Reviewed by Ana Reyes
Corrine Lamb earns her nickname, “Hush Puppy,” in the opening pages of this young adult novel by giving away her lunch – a sack of hush puppies – to Jamie Armstrong, a poor boy who’s just moved to town. It’s a fitting introduction to her character, as later on, she will sacrifice much more than her lunch for Jamie.
Hush Puppy takes place in the small town of High Rock, North Carolina, where the fact that Corrine is black and Jamie is white is enough to incur the wrath of his alcoholic father, the concern of her family, and the derision of their fellow high schoolers. Cresswell, who herself is from North Carolina – and who, when not writing novels, is an archeologist – creates in High Rock a stage for star-crossed love. Corrine works with her Memaw at a diner that hasn’t changed much since the 1950’s, and in many ways the town doesn’t seem to have changed much either. “Maybe they added booths after segregation,” Corrine says of the diner, “when they had to let black people eat there too.” This, it seems, is the extent of the town’s progress. Racial intolerance drives Corrine and Jamie into the swampy forest behind her house, where their friendship blossoms into romance. She dreams of being the first in her family to go to college, and he is a talented writer who is forced to play football by his abusive father.
Jamie’s poetic chops earn him the nickname “Shakespeare,” but in High Rock, that is not necessarily a good thing. He keeps a secret journal, into which he records his thoughts, writes poems and transcribes the verses of poets like Pablo Neruda. His father wouldn’t approve of the journal so Jamie entrusts it to Corrine, and it is partly through his writing that she comes to love him. The journal is their first secret, but it won’t be the last. Later, when a tragedy rocks the town – a fatal accident to which Jamie is the only witness, casting him automatically under suspicion – Corrine lies for him so that no one will know he was there. What follows are the frightening consequences of dealing with the police while black in a place like High Rock. As her Memaw says, “Colored folks don’t call the cops, Corrine. It’s just trouble you don’t need.” Sure enough, Corrine’s attempt to help Jamie winds up hurting her, and she begins to question whether their relationship can withstand the ensuing strife.
Earnest and accessible, Corrine’s story is well-paced and full of dramatic questions to keep the reader turning pages. Certain characters, like Jamie’s father and Trisha, a snobby cheerleader whose father owns Corrine’s house, are slightly one-note, serving their role as antagonists but never developing much beyond that. On the other hand, in such a compact story, it is perhaps best not to linger on anyone other than our two star-crossed leads. This is, after all, their tale, and Cresswell devotes a good portion of it to establishing their relationship. This is where the heart of the book lies – in the teens’ hope for a better future – and not in the mishap that nearly tears them apart, which is given relatively little page time. For this reason, it is a hopeful book, and a good choice for young readers, particularly those learning about Shakespeare in school.
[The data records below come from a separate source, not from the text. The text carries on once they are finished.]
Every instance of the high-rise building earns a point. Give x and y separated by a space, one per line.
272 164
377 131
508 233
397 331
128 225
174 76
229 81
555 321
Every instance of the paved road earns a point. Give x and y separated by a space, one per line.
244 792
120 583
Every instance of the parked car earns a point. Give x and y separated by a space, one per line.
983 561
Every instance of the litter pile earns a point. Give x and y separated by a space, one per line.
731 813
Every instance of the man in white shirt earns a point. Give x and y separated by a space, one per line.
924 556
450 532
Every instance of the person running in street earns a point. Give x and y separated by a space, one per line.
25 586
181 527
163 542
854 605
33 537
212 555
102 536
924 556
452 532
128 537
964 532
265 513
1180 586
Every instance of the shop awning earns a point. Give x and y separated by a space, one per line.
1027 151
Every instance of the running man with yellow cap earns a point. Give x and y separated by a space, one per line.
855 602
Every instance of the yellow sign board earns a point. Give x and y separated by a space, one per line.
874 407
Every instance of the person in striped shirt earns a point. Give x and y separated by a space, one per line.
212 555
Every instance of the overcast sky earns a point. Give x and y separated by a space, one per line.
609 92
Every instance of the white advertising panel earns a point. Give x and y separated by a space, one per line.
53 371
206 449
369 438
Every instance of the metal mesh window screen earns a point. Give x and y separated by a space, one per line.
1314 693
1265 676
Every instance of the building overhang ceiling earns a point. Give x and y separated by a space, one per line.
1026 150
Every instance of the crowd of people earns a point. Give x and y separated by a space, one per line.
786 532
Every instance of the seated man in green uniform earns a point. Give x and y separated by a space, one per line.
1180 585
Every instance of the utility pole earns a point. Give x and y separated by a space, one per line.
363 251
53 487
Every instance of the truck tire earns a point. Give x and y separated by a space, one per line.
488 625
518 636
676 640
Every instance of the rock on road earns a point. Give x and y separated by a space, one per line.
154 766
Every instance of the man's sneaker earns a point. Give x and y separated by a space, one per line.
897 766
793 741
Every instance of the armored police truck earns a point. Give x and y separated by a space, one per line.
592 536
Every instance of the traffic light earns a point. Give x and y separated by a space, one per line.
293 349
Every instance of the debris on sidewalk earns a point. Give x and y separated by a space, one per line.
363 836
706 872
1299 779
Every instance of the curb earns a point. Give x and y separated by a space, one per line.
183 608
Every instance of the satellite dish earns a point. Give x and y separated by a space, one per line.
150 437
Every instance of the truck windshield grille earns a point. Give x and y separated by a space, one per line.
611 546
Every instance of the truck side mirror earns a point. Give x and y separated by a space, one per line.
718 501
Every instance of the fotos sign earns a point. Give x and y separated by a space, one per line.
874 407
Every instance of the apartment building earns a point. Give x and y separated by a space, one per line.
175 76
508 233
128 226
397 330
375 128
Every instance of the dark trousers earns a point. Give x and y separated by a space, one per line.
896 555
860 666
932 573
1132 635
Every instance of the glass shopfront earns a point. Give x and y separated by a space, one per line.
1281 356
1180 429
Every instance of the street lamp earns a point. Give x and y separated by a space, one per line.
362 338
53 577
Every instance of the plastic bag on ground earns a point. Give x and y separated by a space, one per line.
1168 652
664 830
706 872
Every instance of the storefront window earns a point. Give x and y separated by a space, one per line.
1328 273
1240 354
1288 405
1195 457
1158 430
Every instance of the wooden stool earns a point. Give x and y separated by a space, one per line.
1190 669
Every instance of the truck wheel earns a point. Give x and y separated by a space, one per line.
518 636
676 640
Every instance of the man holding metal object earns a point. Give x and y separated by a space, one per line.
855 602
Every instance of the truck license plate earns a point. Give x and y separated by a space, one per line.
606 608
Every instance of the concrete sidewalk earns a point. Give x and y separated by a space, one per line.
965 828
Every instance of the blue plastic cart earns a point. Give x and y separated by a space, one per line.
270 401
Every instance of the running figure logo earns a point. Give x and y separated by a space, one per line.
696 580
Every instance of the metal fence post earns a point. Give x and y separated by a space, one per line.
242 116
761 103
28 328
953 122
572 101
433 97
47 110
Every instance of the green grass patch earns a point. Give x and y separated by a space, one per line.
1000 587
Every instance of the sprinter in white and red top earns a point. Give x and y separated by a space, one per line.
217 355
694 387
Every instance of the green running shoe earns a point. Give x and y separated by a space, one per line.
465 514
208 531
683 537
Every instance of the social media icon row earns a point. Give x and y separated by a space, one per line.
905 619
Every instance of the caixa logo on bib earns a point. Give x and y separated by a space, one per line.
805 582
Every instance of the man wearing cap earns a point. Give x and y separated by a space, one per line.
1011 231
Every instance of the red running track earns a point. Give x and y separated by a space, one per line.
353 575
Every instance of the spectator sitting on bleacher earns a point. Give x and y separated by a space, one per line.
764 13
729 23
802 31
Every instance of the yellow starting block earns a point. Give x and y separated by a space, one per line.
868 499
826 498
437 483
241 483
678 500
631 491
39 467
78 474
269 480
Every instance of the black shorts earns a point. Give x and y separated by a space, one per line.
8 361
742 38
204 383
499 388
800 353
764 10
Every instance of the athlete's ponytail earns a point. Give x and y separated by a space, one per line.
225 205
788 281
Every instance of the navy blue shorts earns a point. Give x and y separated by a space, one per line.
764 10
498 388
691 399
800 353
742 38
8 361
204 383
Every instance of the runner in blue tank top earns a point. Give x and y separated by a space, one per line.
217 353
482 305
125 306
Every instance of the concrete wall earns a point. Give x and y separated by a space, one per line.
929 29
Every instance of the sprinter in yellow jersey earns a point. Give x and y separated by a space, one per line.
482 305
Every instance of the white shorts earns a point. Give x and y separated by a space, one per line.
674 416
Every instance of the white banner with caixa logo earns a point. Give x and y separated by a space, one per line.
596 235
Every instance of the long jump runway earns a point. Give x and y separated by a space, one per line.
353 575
References to The Bard abound in Hush Puppy, from Jamie’s nickname, to the scenes set in their high school English class, in which Corrine and Jamie are both asked to read lines from Romeo and Juliet. Cresswell is strategic in assigning her characters roles from the play which nicely underscore their predicament; at one point Corrine must play Juliet opposite the white star of the high school football team, with whom she’s never seen eye to eye; and he is a mismatched Romeo indeed. What follows is one of the book’s most tender moments, in which Jamie publicly confesses his love for her, thinly veiled as literary analysis. “Juliet is wishing Romeo wasn’t a Montague,” he says, “and Romeo is telling her he’ll be anything she wants.”
This leads, ultimately, to the book’s major dramatic question: Can love flourish between two teens, one black and one white, in a place like High Rock? Or will their circumstances send Corrine and Jamie the way of Romeo and Juliet? While the answers to their predicament may strike older readers as tidy, this does not detract from the pleasures of the narrative. In Hush Puppy, Cresswell has created an endearing female protagonist whose plight softly echoes that of Juliet’s in a briskly-paced drama with plenty of heart.